問題はそれをどうやって見つけ出すかってことなんだけど。
「わからない以上は先に進んでみるしかないの」
「それもそうね。アイの言う通りだわ。それじゃあ、行くわよ」
それから私達はメイファの先導で歩いて行った。
しかし、途中からメイファの記憶していた地形とは異なっている場所に出くわし、そこからは手探りでの探索。
すると、まるでギミックのように何本かの岩が地面から生えたり、天井から生えてる部分があり、その岩にはそれぞれ一から八のマークが刻まれていた。
カオルとコウタの意見からその岩を順番通りに壊していくと何もなくなった場所に突然円柱が出現した。

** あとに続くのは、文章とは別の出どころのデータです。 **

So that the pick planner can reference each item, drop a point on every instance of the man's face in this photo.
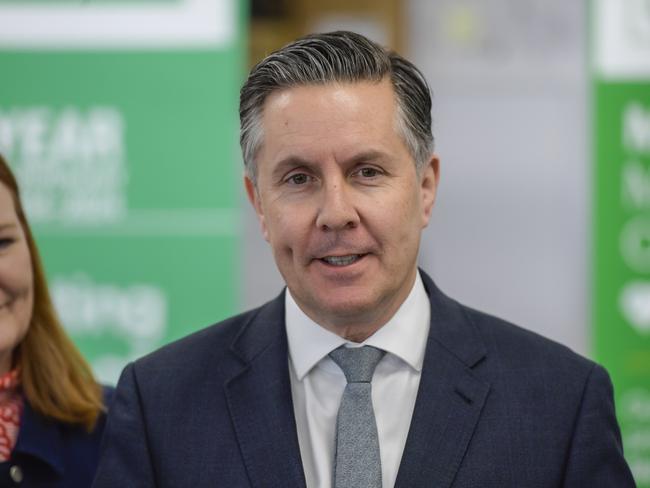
(340, 202)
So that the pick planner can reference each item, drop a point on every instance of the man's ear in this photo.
(429, 178)
(254, 198)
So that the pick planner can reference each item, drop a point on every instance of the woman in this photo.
(52, 411)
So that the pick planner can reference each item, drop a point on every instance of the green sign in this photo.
(621, 298)
(120, 122)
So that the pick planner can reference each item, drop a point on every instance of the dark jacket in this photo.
(52, 454)
(497, 407)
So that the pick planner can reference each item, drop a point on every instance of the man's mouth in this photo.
(342, 260)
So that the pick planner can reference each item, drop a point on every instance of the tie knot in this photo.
(358, 363)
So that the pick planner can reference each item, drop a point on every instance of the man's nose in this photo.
(337, 210)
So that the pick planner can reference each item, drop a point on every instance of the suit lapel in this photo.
(259, 399)
(450, 397)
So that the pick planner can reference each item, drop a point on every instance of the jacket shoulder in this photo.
(202, 347)
(515, 347)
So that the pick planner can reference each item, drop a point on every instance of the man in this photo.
(361, 373)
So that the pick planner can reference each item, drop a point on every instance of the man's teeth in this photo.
(341, 260)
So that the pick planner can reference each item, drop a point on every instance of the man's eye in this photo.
(298, 179)
(369, 172)
(6, 242)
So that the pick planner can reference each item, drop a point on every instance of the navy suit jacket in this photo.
(497, 406)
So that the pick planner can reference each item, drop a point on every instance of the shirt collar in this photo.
(404, 335)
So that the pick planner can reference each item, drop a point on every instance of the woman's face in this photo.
(16, 280)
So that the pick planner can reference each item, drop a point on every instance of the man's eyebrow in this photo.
(298, 162)
(288, 163)
(368, 156)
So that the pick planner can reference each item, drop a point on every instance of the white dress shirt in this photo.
(317, 384)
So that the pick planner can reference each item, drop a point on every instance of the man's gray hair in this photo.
(337, 57)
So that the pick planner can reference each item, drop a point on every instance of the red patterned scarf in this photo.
(11, 409)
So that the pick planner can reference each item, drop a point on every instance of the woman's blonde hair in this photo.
(56, 380)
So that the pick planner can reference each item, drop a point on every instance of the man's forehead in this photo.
(336, 90)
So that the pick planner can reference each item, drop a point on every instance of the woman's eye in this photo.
(298, 179)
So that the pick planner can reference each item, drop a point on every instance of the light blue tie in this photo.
(357, 462)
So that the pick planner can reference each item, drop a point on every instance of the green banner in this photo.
(120, 122)
(621, 297)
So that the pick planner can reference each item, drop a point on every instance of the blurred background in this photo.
(120, 119)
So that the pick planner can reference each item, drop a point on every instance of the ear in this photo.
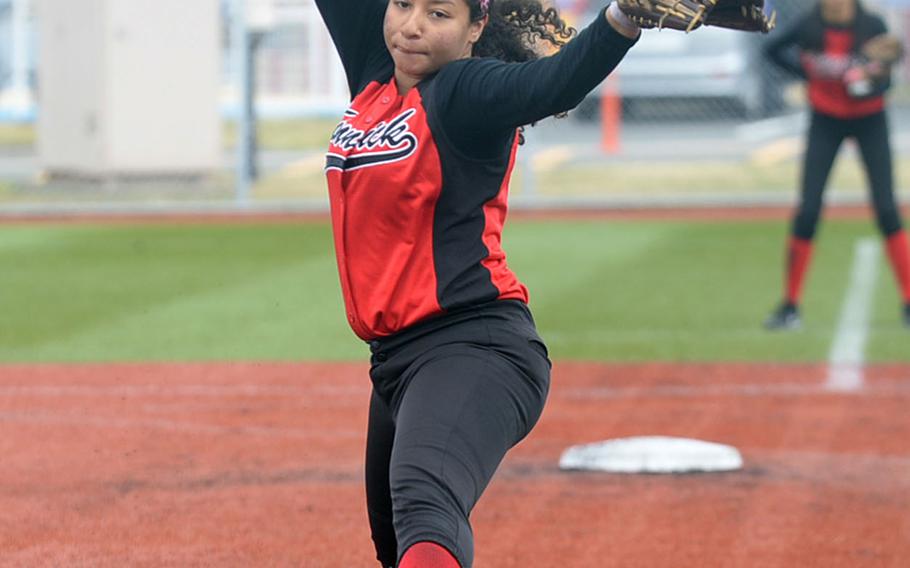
(476, 29)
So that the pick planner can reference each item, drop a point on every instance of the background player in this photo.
(830, 47)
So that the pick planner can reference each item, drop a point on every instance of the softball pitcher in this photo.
(418, 174)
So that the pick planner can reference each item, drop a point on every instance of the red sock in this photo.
(428, 555)
(798, 256)
(899, 252)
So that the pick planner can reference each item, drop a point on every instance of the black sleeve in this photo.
(356, 30)
(484, 97)
(882, 84)
(784, 49)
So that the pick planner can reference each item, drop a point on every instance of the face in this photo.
(424, 35)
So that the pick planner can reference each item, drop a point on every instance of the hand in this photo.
(687, 15)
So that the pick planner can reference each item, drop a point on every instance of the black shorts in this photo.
(450, 397)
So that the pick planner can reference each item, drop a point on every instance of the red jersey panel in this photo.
(385, 180)
(827, 90)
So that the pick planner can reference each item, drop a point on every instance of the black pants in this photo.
(826, 133)
(450, 397)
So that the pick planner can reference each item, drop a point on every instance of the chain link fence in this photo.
(688, 117)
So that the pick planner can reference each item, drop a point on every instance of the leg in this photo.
(380, 434)
(875, 147)
(873, 138)
(825, 137)
(463, 409)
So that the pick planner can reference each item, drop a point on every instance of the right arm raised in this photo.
(356, 30)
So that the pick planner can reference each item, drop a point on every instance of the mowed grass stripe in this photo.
(617, 291)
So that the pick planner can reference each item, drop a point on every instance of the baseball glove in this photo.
(884, 49)
(687, 15)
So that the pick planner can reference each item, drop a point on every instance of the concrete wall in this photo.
(128, 87)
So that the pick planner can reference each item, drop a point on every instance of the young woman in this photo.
(846, 95)
(418, 173)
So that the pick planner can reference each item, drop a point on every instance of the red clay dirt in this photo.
(260, 465)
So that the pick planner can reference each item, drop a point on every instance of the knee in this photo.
(889, 221)
(804, 224)
(384, 540)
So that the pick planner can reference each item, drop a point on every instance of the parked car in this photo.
(710, 65)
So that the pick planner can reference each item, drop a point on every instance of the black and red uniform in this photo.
(418, 184)
(825, 55)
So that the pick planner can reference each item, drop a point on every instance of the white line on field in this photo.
(845, 361)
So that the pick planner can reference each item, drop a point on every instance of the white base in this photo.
(652, 454)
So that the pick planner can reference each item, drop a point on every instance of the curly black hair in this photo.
(517, 29)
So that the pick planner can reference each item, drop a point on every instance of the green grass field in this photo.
(610, 291)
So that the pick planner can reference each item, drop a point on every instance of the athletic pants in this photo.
(450, 397)
(826, 133)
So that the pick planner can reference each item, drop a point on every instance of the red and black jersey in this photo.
(418, 183)
(823, 54)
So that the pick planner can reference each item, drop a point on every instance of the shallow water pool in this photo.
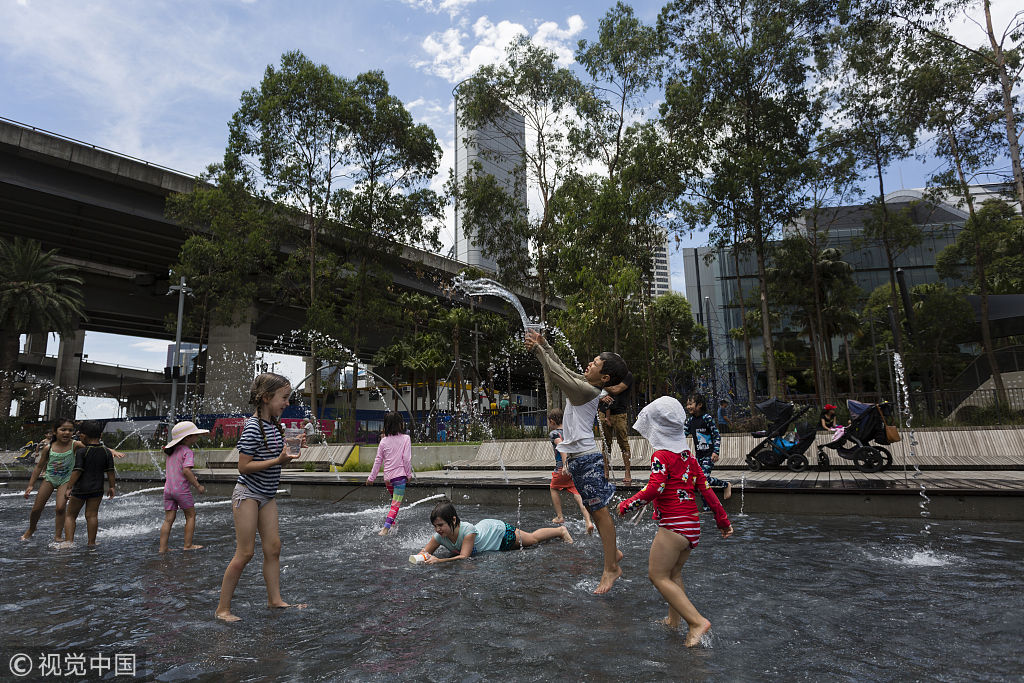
(790, 597)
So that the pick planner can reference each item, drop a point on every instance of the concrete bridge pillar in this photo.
(35, 350)
(230, 364)
(62, 400)
(35, 345)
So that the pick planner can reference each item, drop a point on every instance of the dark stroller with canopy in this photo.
(774, 450)
(867, 423)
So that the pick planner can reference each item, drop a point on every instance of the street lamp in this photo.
(78, 380)
(181, 290)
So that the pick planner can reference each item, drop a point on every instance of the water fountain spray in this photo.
(903, 395)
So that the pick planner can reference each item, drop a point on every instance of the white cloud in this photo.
(108, 56)
(453, 7)
(151, 345)
(453, 60)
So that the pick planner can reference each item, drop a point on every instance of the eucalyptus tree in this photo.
(37, 294)
(346, 156)
(529, 84)
(967, 138)
(637, 181)
(231, 252)
(998, 59)
(738, 107)
(809, 281)
(876, 119)
(986, 251)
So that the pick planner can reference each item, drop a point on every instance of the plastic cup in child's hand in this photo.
(293, 440)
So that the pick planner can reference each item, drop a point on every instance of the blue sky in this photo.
(159, 80)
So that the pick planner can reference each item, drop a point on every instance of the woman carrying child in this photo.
(179, 480)
(464, 540)
(261, 455)
(583, 457)
(395, 455)
(676, 478)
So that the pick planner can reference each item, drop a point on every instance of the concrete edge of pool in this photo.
(994, 498)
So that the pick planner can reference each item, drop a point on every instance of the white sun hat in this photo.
(182, 429)
(663, 422)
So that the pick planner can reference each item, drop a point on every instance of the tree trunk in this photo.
(986, 332)
(766, 324)
(748, 361)
(1013, 140)
(849, 366)
(815, 366)
(9, 341)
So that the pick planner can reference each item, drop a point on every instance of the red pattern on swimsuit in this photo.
(675, 479)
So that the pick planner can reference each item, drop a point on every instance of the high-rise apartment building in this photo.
(498, 148)
(660, 282)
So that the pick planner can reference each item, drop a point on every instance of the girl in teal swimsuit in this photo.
(55, 465)
(57, 461)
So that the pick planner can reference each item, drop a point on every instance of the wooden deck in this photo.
(996, 449)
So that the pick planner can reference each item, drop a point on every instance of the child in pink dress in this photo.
(178, 480)
(394, 457)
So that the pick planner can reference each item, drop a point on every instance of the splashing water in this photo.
(140, 491)
(424, 500)
(742, 487)
(485, 287)
(565, 340)
(903, 396)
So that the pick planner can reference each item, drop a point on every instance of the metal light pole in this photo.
(181, 290)
(78, 380)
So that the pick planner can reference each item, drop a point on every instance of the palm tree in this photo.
(37, 294)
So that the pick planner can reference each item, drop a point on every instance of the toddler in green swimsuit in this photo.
(55, 464)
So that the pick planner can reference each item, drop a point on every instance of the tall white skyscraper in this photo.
(660, 282)
(498, 147)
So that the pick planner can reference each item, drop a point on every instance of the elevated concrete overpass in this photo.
(103, 212)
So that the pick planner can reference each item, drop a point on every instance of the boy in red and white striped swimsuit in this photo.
(676, 477)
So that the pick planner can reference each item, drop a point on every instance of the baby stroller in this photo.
(867, 423)
(774, 449)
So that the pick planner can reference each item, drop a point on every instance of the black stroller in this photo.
(774, 450)
(867, 423)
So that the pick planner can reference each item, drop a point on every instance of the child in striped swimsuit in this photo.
(676, 478)
(261, 455)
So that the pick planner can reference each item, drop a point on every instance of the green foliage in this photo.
(231, 253)
(739, 109)
(529, 83)
(37, 294)
(988, 252)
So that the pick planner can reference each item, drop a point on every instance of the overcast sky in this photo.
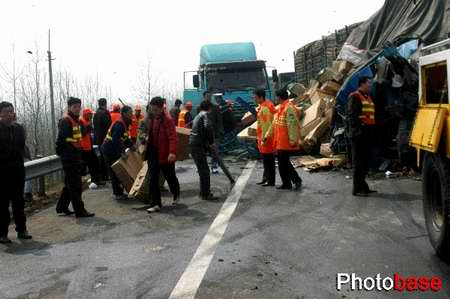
(113, 38)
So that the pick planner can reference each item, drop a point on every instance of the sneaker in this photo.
(24, 236)
(120, 197)
(65, 212)
(154, 209)
(208, 197)
(5, 240)
(84, 214)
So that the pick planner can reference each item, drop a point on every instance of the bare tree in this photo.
(11, 76)
(146, 82)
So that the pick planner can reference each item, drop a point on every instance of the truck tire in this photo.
(436, 202)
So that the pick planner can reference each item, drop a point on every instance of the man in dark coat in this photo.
(102, 123)
(12, 174)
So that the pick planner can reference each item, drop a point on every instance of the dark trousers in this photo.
(360, 162)
(269, 168)
(168, 170)
(73, 188)
(12, 180)
(91, 161)
(103, 167)
(115, 182)
(200, 158)
(288, 173)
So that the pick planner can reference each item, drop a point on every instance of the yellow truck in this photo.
(431, 137)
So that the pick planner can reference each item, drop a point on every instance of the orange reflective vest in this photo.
(368, 108)
(134, 125)
(125, 135)
(75, 139)
(182, 118)
(86, 140)
(115, 117)
(287, 127)
(265, 114)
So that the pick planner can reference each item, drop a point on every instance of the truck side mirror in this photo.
(196, 81)
(274, 76)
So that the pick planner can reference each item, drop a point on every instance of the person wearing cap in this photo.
(68, 147)
(116, 142)
(216, 121)
(175, 111)
(115, 113)
(102, 122)
(185, 117)
(88, 155)
(161, 153)
(12, 174)
(137, 118)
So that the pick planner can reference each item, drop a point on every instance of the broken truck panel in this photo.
(428, 127)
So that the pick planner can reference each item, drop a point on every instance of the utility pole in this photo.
(52, 102)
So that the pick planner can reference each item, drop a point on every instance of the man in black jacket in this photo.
(201, 142)
(12, 173)
(102, 122)
(68, 147)
(216, 122)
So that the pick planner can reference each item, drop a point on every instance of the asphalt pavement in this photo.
(276, 244)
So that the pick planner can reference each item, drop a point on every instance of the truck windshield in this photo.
(223, 79)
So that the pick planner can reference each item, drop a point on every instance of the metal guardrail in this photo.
(39, 168)
(42, 167)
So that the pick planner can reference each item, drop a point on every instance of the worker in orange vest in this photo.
(286, 130)
(88, 154)
(361, 116)
(68, 147)
(115, 114)
(265, 114)
(185, 116)
(137, 118)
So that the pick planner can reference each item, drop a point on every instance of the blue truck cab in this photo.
(231, 70)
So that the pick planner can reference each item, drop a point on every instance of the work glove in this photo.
(172, 158)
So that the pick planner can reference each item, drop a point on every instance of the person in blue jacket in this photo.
(116, 142)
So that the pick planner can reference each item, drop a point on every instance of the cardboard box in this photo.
(315, 111)
(122, 174)
(322, 128)
(330, 88)
(139, 184)
(327, 74)
(183, 143)
(297, 89)
(344, 67)
(251, 131)
(305, 130)
(248, 119)
(325, 150)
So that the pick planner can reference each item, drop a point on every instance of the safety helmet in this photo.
(116, 107)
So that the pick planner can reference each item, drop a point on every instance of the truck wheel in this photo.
(436, 202)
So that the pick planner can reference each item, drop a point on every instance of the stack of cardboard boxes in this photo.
(132, 171)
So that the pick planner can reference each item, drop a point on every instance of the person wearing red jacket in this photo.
(161, 153)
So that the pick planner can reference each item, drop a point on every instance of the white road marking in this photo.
(192, 277)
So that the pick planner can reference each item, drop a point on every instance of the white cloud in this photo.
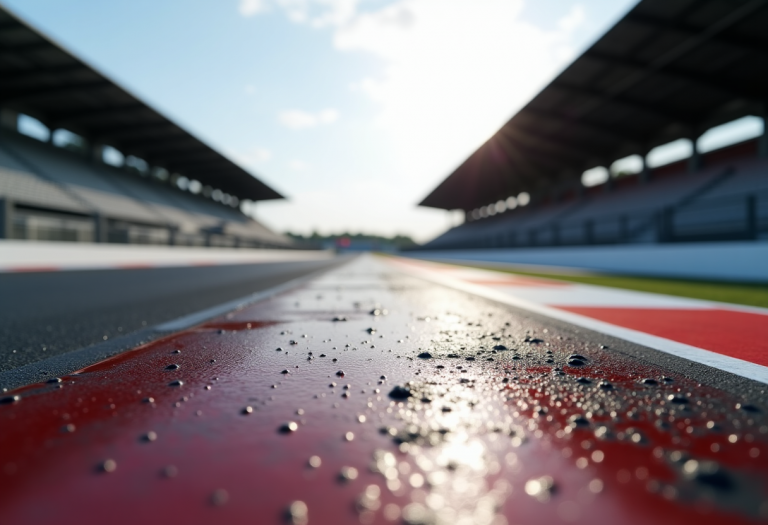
(252, 7)
(298, 119)
(298, 165)
(317, 13)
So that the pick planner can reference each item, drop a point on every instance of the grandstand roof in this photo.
(668, 69)
(41, 79)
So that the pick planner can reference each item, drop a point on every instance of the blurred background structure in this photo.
(96, 164)
(632, 143)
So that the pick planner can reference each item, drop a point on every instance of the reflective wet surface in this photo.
(391, 400)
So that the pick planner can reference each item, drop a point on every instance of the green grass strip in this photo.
(726, 292)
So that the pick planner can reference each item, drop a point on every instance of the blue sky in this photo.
(354, 109)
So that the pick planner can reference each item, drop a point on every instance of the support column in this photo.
(645, 172)
(6, 218)
(99, 228)
(694, 162)
(762, 140)
(96, 153)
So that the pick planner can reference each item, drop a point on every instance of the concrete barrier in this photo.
(723, 261)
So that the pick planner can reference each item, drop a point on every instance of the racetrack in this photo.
(43, 314)
(374, 394)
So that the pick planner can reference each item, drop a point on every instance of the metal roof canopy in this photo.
(41, 79)
(669, 69)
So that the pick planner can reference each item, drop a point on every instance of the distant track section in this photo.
(43, 314)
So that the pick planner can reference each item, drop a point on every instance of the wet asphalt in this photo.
(45, 314)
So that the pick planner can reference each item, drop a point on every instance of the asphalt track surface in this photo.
(44, 314)
(370, 395)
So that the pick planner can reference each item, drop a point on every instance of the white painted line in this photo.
(699, 355)
(32, 256)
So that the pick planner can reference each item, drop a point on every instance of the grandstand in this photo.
(668, 70)
(104, 166)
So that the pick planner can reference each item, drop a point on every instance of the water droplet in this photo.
(219, 497)
(400, 392)
(578, 421)
(540, 488)
(347, 474)
(297, 513)
(708, 473)
(289, 427)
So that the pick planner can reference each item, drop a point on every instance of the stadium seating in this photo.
(724, 201)
(53, 180)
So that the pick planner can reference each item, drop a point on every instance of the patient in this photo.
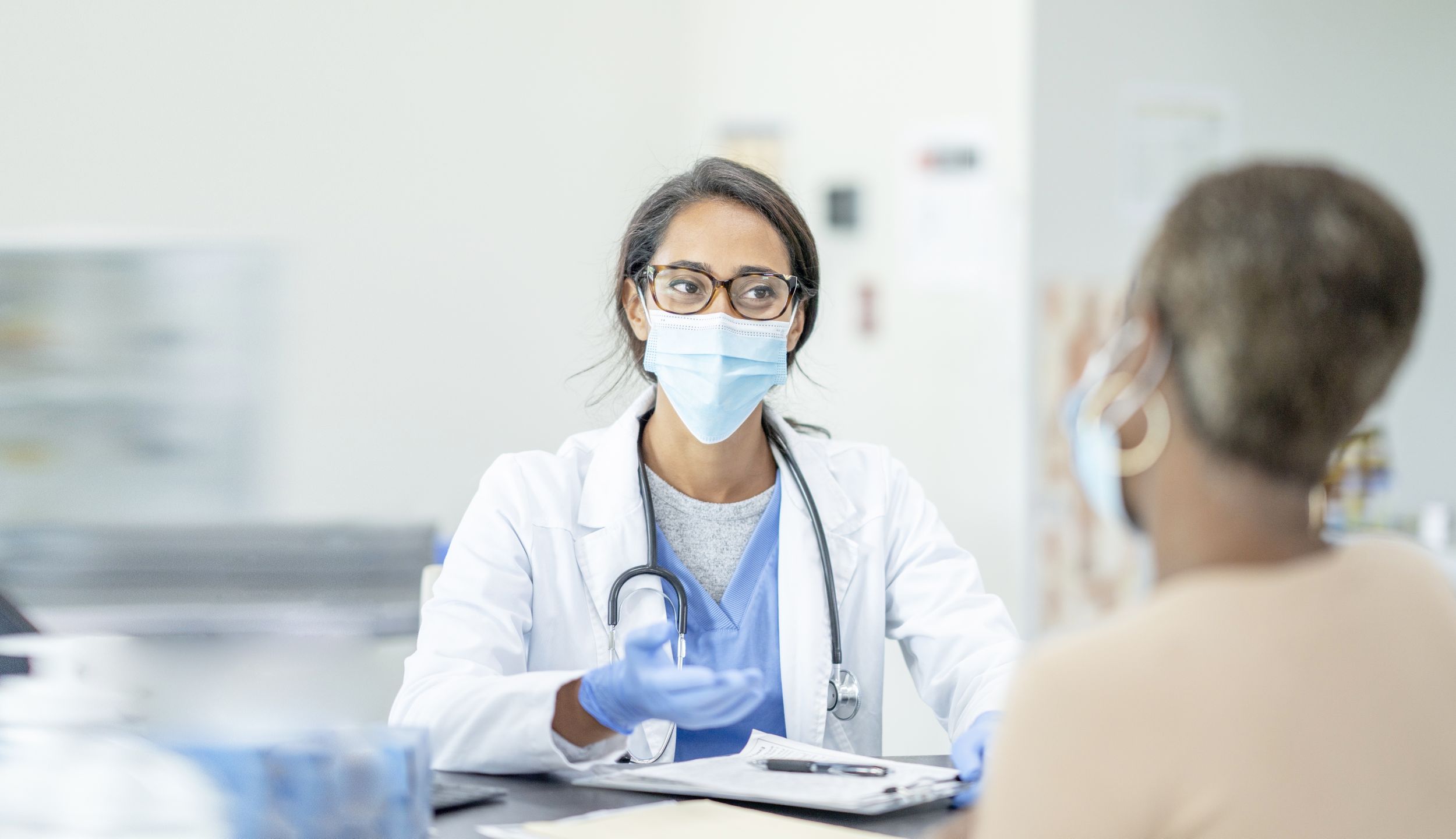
(1274, 685)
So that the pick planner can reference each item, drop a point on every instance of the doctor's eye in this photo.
(685, 286)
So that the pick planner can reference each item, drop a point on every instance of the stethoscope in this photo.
(843, 688)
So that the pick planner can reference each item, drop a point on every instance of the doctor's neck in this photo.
(736, 470)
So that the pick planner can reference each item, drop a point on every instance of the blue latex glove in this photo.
(645, 685)
(969, 755)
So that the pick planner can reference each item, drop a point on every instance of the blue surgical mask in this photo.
(1097, 450)
(715, 369)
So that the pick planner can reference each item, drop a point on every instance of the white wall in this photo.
(1367, 85)
(446, 182)
(944, 380)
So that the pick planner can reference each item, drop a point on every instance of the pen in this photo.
(861, 770)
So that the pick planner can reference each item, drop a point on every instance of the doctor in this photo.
(517, 669)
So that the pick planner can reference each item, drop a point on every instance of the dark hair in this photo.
(712, 179)
(1289, 295)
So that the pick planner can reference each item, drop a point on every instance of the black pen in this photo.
(858, 770)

その円柱からは目が現れ、先ほどの肉の繭と同じように影の魔物で襲ってきた。
それ以外に区別する点があるとすれば、それは岩での攻撃を多用していた感じね。
円柱を破壊し、肉の繭を丸裸にすると同じように倒していく。
すると同時に、体を大きく揺さぶられるような地震に襲われた。
今度はコウタの動きを伴わない地震。
もしかしたら先ほどもコウタによるものじゃなかったかもしれない。
そう思いながら探索を続けていると今度は杭が刺さったように地面、天井、壁とある。
数は全部で十個ほど。
その杭は破壊すると瞬く間に再生していく。
しかし、破壊せずに打ち込むとそれと連動して別の場所の杭も沈んでいった。
代わりに浮き上がった杭もあるけど。
しかし、これもコウタとカオルの“げーむ”とやらの知識から全部打ち込めれば成功だとわかり、パターンを確認しながら十数分後に全ての杭を打ち終わった。
その瞬間、地面と壁からいくつかの杭が浮かび上がるものもあれば、そのまま噴射されていくものもあり、噴出された杭の穴からはドロドロのマグマが溢れ出て地面を覆っていく。
そして、そんな罠に嵌った私達を嘲笑うかのように天井からぶらさがる肉の繭が笑った目をしていた。
当然ながらボコボコにしてマグマで消し炭にしてやったけど。
別の場所では同じように杭があったけど、違いと擦れば壁や天井、床に溝のような細いものがあり、そのスタート地点らしき場所には魔法陣が描かれていた。
魔法陣の形や構成術式からして水の魔法陣らしい。
ほんと魔法陣の勉強していて良かったわ。
じゃなきゃ今頃詰んでたもの。
調べていくうちにどうやらこれは溝に水を流してゴール地点まで流していけばいいらしい。
杭は分岐点を制御するためのもの。打ち込めば方向が変わるって感じで。
それも皆で情報を集めて無事にゴールまで流した。
さて、ここまででもうパターンは見えてきたわね?
壁から鉄砲水が流れ出すと私達がいた場所が僅かな隙間を残してほとんど水に埋まってしまった。
そして、現れるは遊泳型の肉の繭。先ほどは炎を使ってきて、今度は水ってところね。
ただ先ほどよりも足場の位置は考えなくていいものの、水中戦という所が中々に苦戦させられた。
なんせミクモの炎は潰されるし、アイちゃんの雷じゃ感電するしで。
それに地上戦と違って速度も出しづらい。
時間をかければ水で体温が奪われて危険。
おまけに相手は動き回るし、いくらでも影の魔物を呼び出すで倒すのに一番時間がかかった。
そんな苦労の末に辿り着いた場所は―――
「なにここ......」
すぐ下はマグマが溜まっている崖で進むべき道は何もない。
あるとすれば空中に浮かぶ大小様々な瓦礫のみであった。